Au Sommet de l’OTAN comme à la rencontre entre Joe Biden et Vladimir Poutine, le sujet des cyber-menaces s’impose au menu des discussions, signe de son importance croissante.

Vladimir Poutine dans le viseur … d’une caméra de télévision. Mercredi à Genève, Joe Biden entend le le mettre en cause dans des cyberattaques aux États-Unis.
Vladimir Poutine dans le viseur … d’une caméra de télévision. Mercredi à Genève, Joe Biden entend le le mettre en cause dans des cyberattaques aux États-Unis. © AFP / Kirill KUDRYAVTSEV / AFP

Année après année, les cyber-menaces sous toutes les formes, criminelles, militaires, ou guerres de l’information, s’installent au cœur des relations internationales. Au Sommet de l’Otan hier à Bruxelles, et dans la rencontre entre Joe Biden et Vladimir Poutine, demain à Genève, ces menaces occupent une place de choix.

Au Sommet de l’Otan, il s’est même produit un développement significatif, puisque dans un document non rendu public, les 29 pays de l’alliance ont décidé d’étendre au cybermonde la solidarité automatique en cas d’agression. 

L’article 5 de la Charte atlantique prévoit, et c’est le cœur de l’identité de l’Otan, qu’en cas d’agression contre un des membres, tous les autres sont automatiquement solidaires. Signe des temps, cet automatisme s’étend désormais aux cyberattaques, ce qui est logique, mais ne va pas sans poser problème.

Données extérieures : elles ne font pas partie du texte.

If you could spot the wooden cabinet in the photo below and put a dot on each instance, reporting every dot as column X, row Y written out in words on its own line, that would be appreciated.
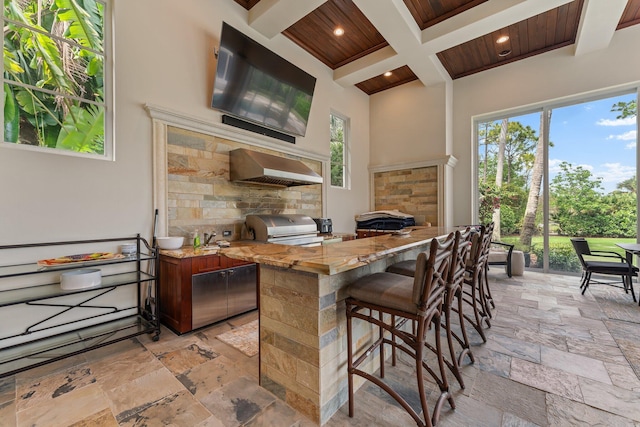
column 175, row 287
column 44, row 322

Dans ces nouvelles formes de conflictualité, l’identification de l’agresseur est parfois complexe, voire impossible, et la riposte pas aussi évidente que dans la guerre conventionnelle.

L’actualité de ces derniers mois le montre l’urgence : les États-Unis ont accusé tour à tour les Russes et les Chinois d’être responsables d’intrusions massives dans des systèmes informatiques américains, y compris au sein de services de l’État.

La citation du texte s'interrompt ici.